Gerasimidis Konstantinos, Bertz Martin, Quince Christopher, Brunner Katja, Bruce Alanna, Combet Emilie, Calus Szymon, Loman Nick, Ijaz Umer Zeeshan
Human Nutrition, School of Medicine, College of Medical, Veterinary and Life Sciences, Glasgow Royal Infirmary, University of Glasgow, Glasgow, UK.
Warwick Medical School, University of Warwick, Warwick, UK.
BMC Res Notes. 2016 Jul 26;9:365. doi: 10.1186/s13104-016-2171-7.
The effect that traditional and modern DNA extraction methods have on applications to study the role of gut microbiota in health and disease is a topic of current interest. Genomic DNA was extracted from three faecal samples and one probiotic capsule using three popular methods; chaotropic (CHAO) method, phenol/chloroform (PHEC) extraction, proprietary kit (QIAG). The performance of each of these methods on DNA yield and quality, microbiota composition using quantitative PCR, deep sequencing of the 16S rRNA gene, and sequencing analysis pipeline was evaluated.
The CHAO yielded the highest and the QIAG kit the lowest amount of double-stranded DNA, but the purity of isolated nucleic acids was better for the latter method. The CHAO method yielded a higher concentration of bacterial taxa per mass (g) of faeces. Sequencing coverage was higher in CHAO method but a higher proportion of the initial sequencing reads were retained for assignments to operational taxonomic unit (OTU) in the QIAG kit compared to the other methods. The QIAG kit appeared to have longer trimmed reads and shorter regions of worse quality than the other two methods. A distinct separation of α-diversity indices between different DNA extraction methods was not observed. When compositional dissimilarities between samples were explored, a strong separation was observed according to sample type. The effect of the extraction method was either marginal (Bray-Curtis distance) or none (unweighted Unifrac distance). Taxon membership and abundance in each sample was independent of the DNA extraction method used.

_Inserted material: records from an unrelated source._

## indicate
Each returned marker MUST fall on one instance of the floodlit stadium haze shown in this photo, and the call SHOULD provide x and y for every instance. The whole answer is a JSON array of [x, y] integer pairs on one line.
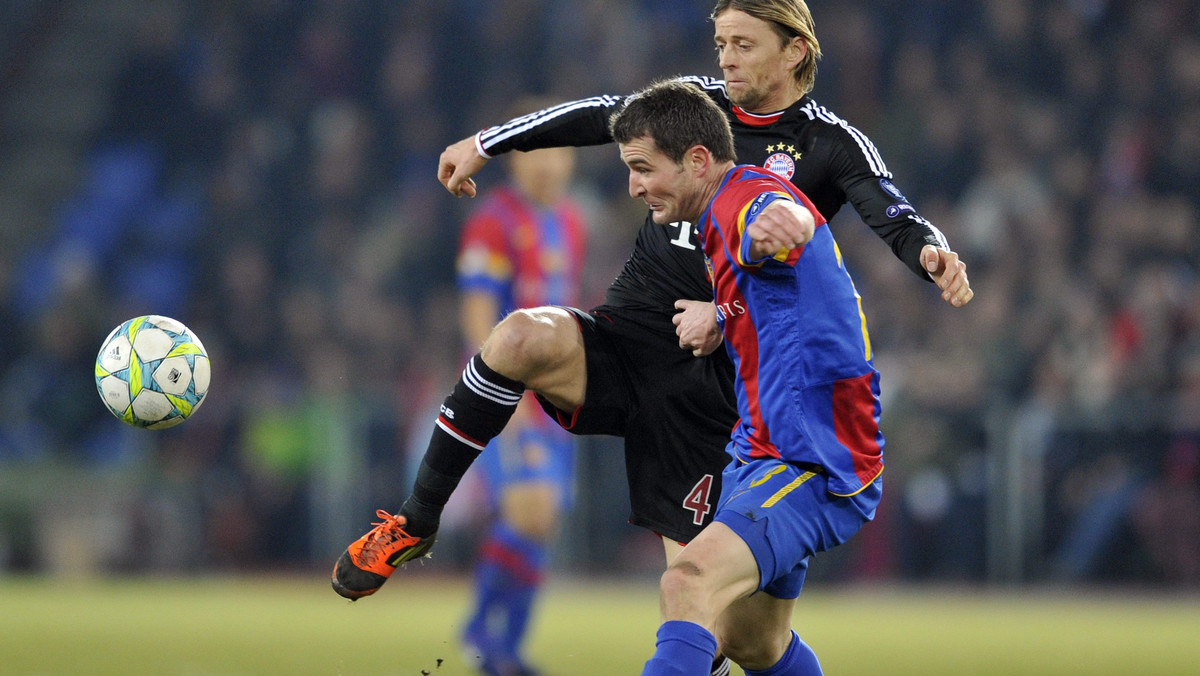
[[265, 173]]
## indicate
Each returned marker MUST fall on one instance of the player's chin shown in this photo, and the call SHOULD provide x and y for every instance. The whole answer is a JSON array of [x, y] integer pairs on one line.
[[661, 216]]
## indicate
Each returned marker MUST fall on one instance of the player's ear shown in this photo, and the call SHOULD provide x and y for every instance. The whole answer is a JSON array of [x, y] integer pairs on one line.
[[699, 157], [797, 49]]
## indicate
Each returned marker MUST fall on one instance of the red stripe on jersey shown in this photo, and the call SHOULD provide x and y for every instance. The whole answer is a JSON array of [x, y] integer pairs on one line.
[[856, 425], [756, 119]]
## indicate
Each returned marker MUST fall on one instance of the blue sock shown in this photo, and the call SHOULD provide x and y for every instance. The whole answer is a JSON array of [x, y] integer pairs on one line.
[[798, 660], [683, 648], [507, 582]]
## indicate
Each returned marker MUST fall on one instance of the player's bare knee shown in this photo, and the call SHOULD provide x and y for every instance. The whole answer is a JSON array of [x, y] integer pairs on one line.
[[527, 341], [750, 650], [683, 582]]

We have benchmarked several DNA extraction methods commonly used in gut microbiota research and their differences depended on the downstream applications intended for use. Caution should be paid when the intention is to pool and analyse samples or data from studies which have used different DNA extraction methods.

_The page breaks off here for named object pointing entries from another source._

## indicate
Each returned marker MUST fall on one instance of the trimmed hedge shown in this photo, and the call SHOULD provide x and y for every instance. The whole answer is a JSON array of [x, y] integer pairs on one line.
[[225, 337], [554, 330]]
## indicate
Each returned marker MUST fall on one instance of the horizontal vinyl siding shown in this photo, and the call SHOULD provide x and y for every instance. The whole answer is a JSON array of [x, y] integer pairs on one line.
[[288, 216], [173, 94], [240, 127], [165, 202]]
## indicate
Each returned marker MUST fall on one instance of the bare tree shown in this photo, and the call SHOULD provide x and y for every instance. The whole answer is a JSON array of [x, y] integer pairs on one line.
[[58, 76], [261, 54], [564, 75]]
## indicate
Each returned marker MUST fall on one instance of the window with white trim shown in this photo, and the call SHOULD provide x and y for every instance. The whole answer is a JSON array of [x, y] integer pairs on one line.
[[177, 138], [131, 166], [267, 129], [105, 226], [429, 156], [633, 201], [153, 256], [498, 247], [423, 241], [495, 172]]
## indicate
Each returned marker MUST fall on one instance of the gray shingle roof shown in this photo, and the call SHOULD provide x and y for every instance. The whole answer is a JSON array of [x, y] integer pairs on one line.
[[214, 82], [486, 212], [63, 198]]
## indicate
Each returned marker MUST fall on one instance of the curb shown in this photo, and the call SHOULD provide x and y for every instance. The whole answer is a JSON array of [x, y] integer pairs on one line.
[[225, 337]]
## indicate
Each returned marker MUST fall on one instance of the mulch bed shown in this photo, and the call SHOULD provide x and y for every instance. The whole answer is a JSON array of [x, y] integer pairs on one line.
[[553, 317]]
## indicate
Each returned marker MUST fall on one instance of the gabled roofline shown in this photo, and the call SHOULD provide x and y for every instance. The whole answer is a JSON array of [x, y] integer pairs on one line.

传统和现代DNA提取方法对研究肠道微生物群在健康与疾病中作用的应用影响是当前备受关注的话题。使用三种常用方法从三个粪便样本和一个益生菌胶囊中提取基因组DNA;即离液剂(CHAO)法、苯酚/氯仿(PHEC)提取法、专用试剂盒(QIAG)。评估了这些方法在DNA产量和质量、使用定量PCR分析微生物群组成、16S rRNA基因深度测序以及测序分析流程方面的性能。

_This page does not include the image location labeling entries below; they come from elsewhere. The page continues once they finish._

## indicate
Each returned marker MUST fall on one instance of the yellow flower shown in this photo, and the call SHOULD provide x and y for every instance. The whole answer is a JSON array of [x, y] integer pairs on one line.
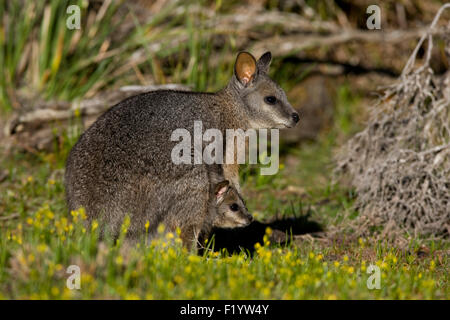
[[169, 236], [55, 291], [119, 260], [161, 229], [432, 265]]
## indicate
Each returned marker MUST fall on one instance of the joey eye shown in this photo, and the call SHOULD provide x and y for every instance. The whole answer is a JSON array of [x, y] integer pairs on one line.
[[270, 100]]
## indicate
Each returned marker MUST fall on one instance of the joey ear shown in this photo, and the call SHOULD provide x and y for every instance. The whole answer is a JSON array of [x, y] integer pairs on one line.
[[220, 190], [245, 68], [264, 62]]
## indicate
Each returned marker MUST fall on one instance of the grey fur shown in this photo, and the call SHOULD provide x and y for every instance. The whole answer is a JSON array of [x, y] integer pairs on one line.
[[122, 164]]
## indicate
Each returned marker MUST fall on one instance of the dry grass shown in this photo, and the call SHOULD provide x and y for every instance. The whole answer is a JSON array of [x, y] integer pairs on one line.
[[399, 164]]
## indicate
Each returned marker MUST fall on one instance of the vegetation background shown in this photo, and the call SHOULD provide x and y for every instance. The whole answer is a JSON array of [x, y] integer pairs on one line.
[[54, 82]]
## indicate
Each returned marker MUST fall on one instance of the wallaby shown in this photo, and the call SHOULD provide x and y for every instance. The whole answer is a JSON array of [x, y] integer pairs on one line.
[[226, 210], [122, 164]]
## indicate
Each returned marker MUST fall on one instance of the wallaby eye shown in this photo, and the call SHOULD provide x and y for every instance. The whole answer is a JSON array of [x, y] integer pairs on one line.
[[234, 207], [270, 100]]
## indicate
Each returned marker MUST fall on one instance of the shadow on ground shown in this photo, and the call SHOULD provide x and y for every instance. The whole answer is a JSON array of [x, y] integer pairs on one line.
[[238, 239]]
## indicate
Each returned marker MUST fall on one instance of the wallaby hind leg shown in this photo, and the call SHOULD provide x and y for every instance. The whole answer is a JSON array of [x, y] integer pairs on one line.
[[189, 236]]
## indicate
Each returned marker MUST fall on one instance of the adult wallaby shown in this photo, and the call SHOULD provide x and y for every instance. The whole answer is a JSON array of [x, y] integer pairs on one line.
[[122, 164]]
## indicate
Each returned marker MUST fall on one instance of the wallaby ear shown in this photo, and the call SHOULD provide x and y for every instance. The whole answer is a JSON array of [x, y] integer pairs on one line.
[[221, 189], [245, 68], [264, 62]]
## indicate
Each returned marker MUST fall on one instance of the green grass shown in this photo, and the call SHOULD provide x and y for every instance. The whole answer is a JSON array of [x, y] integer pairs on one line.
[[39, 240]]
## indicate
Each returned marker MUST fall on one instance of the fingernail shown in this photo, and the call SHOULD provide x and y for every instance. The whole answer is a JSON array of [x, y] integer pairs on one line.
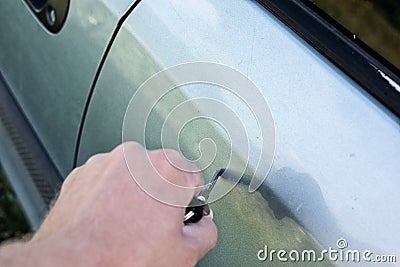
[[211, 215]]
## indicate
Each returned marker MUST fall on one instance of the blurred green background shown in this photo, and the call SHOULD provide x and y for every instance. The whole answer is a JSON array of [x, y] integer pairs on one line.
[[376, 22]]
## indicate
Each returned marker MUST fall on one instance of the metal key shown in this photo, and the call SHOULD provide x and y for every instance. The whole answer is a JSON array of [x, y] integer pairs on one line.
[[198, 207]]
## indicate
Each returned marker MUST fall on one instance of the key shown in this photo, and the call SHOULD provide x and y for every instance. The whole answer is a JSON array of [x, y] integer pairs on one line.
[[198, 207]]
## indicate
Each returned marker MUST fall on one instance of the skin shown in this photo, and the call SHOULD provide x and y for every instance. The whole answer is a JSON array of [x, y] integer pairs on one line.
[[103, 218]]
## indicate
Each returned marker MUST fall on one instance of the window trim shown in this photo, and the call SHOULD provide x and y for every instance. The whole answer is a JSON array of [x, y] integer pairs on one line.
[[361, 63]]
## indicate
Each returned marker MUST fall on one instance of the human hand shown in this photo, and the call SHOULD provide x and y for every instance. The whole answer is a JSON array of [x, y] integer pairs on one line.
[[102, 217]]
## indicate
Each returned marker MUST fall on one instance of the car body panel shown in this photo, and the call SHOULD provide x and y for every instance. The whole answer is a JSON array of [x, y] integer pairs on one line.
[[50, 74], [336, 146]]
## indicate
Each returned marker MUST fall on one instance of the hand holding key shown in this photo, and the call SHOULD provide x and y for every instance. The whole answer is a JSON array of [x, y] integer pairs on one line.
[[102, 217], [198, 207]]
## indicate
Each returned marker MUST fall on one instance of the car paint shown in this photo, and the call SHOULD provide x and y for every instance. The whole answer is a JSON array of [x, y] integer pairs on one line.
[[50, 74], [335, 171]]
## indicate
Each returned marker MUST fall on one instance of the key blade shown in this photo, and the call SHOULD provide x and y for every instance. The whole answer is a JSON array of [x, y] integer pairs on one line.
[[208, 188]]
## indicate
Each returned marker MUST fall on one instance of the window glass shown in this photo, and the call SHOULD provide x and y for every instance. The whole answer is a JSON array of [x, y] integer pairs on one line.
[[375, 22]]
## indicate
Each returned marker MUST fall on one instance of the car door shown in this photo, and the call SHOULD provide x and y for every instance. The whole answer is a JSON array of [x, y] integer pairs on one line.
[[333, 181], [49, 55]]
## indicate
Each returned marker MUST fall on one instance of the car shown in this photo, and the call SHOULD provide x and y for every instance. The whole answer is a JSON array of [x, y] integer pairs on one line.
[[303, 115]]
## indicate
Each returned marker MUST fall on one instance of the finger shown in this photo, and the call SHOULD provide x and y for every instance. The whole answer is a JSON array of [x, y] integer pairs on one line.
[[202, 236]]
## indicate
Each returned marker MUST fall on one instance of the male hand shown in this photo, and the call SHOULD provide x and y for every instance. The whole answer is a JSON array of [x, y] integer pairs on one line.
[[102, 217]]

CHAO法产生的双链DNA产量最高,QIAG试剂盒产生的产量最低,但后一种方法分离出的核酸纯度更高。CHAO法每克粪便产生的细菌类群浓度更高。CHAO法的测序覆盖率更高,但与其他方法相比,QIAG试剂盒中保留用于分配到操作分类单元(OTU)的初始测序读数比例更高。与其他两种方法相比,QIAG试剂盒的修剪读数似乎更长,质量较差的区域更短。未观察到不同DNA提取方法之间α-多样性指数的明显分离。在探索样本之间的组成差异时,根据样本类型观察到明显的分离。提取方法的影响要么很小(Bray-Curtis距离),要么没有影响(非加权UniFrac距离)。每个样本中的分类单元成员和丰度与所使用的DNA提取方法无关。
我们对肠道微生物群研究中常用的几种DNA提取方法进行了基准测试,其差异取决于预期的下游应用。当打算汇总和分析来自使用不同DNA提取方法的研究的样本或数据时,应谨慎行事。